Significant efforts in the adoption of e-government have been made by governments both in developing and developed countries in an effort to improve service delivery. Various definitions of e-government have been put forward but all bring out the fact that it is “...the use by government agencies of information technologies (such as Wide Area Networks, the Internet, and mobile computing) that have the ability to transform relations with citizens, businesses, and other arms of government” (The World Bank, 2011, [online]).

Barnard et al. (as cited in Sahraoui, 2007) state the objectives of e-government initiatives as follows:

  • Better service delivery to citizens;

  • Transparency;

  • Empowerment through information; and

  • Efficient government procurement.

The World Bank (2011) concurs that the use of information and communication technologies:

… can serve a variety of different ends: better delivery of government services to citizens, improved interactions with business and industry, citizen empowerment through access to information, or more efficient government management. The resulting benefits can be less corruption, increased transparency, greater convenience, revenue growth, and/or cost reductions [online].

Information and communication technologies (ICTs) have touched key aspect of societies and changing the way people communicate, go about their lives and conduct businesses. ICTs use in government has seen the development of e-government with governments considering its development as key strategy for good governance. The appropriate use of ICT is playing a crucial role in advancing the goals of the public sector and in contributing towards an enabling environment for social and economic growth. Increasingly the use of ICT tools and applications is leading to transformational shifts in public policy, processes and functions. E-government is contributing significantly to the process of transformation of the governments towards being leaner and more cost-effective. It is facilitating communication and improving the coordination of authorities at different tiers of government, within organizations and even at the departmental level. Furthermore, e-Government is enhancing the speed and efficiency of operations by streamlining processes, lowering costs, improving research capabilities and improving documentation and record-keeping (COMESA, n. d.). Namibia’s Fourth National Development Plan (Office of the President, National Planning Commission (NPC), 2012.) and Namibia Vision 2030 (Office of the President, 2004), spell out the role of ICTs in promoting good governance.

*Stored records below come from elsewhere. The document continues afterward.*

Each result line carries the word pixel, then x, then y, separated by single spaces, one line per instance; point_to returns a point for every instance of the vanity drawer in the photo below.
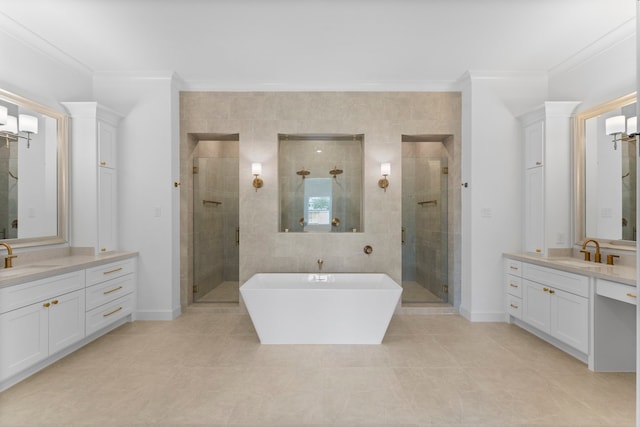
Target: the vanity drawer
pixel 108 291
pixel 514 285
pixel 565 281
pixel 13 297
pixel 617 291
pixel 514 306
pixel 109 271
pixel 105 315
pixel 513 267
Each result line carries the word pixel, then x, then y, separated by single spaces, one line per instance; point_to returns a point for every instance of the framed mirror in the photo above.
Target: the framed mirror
pixel 605 167
pixel 33 172
pixel 320 183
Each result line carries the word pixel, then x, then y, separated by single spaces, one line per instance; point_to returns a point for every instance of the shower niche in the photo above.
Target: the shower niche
pixel 320 182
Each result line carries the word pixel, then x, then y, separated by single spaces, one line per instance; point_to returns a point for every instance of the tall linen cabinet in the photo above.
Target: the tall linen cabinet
pixel 547 177
pixel 93 132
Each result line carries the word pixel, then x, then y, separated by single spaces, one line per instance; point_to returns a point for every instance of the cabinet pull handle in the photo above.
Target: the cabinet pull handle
pixel 113 312
pixel 112 290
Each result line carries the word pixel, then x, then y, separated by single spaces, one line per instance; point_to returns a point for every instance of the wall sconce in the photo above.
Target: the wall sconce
pixel 11 126
pixel 385 171
pixel 256 171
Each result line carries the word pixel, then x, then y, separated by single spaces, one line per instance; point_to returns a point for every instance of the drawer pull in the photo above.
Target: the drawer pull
pixel 113 312
pixel 112 290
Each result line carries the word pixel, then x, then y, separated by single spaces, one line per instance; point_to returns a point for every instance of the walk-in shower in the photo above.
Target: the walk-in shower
pixel 216 233
pixel 424 220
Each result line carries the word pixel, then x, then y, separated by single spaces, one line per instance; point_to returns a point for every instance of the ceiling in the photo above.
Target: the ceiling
pixel 310 44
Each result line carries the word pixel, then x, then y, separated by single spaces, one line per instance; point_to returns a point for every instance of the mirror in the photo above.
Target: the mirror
pixel 320 182
pixel 33 167
pixel 606 170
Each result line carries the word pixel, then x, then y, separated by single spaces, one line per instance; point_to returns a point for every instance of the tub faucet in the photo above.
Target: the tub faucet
pixel 10 255
pixel 586 253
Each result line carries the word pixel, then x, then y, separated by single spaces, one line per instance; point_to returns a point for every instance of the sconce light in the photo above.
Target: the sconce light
pixel 385 171
pixel 11 126
pixel 256 171
pixel 615 126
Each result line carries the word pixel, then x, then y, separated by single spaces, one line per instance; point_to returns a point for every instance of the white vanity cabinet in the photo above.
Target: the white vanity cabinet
pixel 547 179
pixel 110 294
pixel 550 303
pixel 39 319
pixel 93 132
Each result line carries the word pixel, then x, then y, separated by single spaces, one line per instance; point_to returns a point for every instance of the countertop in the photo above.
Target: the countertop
pixel 617 273
pixel 59 265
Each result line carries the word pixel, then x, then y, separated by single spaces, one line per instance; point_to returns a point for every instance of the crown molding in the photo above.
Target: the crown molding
pixel 620 34
pixel 23 35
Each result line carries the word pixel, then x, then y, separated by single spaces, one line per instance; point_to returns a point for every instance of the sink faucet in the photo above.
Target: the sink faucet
pixel 587 254
pixel 10 255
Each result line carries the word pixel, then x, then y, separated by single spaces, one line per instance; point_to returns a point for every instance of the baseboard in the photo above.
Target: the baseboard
pixel 158 314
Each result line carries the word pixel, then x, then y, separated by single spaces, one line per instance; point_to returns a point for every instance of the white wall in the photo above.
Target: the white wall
pixel 600 73
pixel 148 161
pixel 492 147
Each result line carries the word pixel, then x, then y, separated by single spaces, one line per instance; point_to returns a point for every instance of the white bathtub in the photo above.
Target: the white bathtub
pixel 341 308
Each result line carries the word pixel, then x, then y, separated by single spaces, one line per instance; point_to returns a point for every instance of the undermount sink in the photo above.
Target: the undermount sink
pixel 577 263
pixel 16 271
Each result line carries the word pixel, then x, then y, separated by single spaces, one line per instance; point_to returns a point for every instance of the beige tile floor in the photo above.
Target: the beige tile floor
pixel 209 369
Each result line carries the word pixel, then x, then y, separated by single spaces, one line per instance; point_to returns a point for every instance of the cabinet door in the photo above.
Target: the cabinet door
pixel 66 320
pixel 106 210
pixel 24 338
pixel 570 319
pixel 107 145
pixel 534 210
pixel 534 145
pixel 536 305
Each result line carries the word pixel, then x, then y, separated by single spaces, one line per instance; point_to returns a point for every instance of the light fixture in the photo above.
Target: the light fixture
pixel 632 126
pixel 615 126
pixel 12 126
pixel 256 171
pixel 385 171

The e‐Governance Policy for the Public Service of Namibia defines e‐governance as “Technologies in public administrations, combined with organizational change and new skills, in order to improve public and democratic process and strengthen support for public policies” (Office of the Prime Minister, 2005a, p. 3). A Sub-National E-Government Strategy (Ministry of Regional and Local Government, Housing and Rural Development, 2008, p. 4) refers to e-government as a “new approach to sub-national government will improve the delivery of services, will increase public engagement in the decisions that affect them, and will lead to better outcomes for people and places.”

Citizens have pinned hopes on e-government improving service delivery. Kloppers (2004) laments the poor service delivery at Namibia’s Ministry of Home Affairs and expresses the hope that there might be a light at the end of the tunnel in the form of Government's proposed e-governance plan.” In a state of the nation address, the President of Namibia, Hifikepunye Pohamba, alluded to several projects being implemented as part of the e-Governance Policy for the Public Service of Namibia; the main focus being on improving the delivery of appropriate, useful and relevant information and services to our citizens (Office of the President, 2011). Namibian Public Service E-Government Strategic Action Plan “defines a comprehensive five-year action plan to transform the delivery of information and services by the GRN through e-government” (Office of the Prime Minister, 2013, p. 5).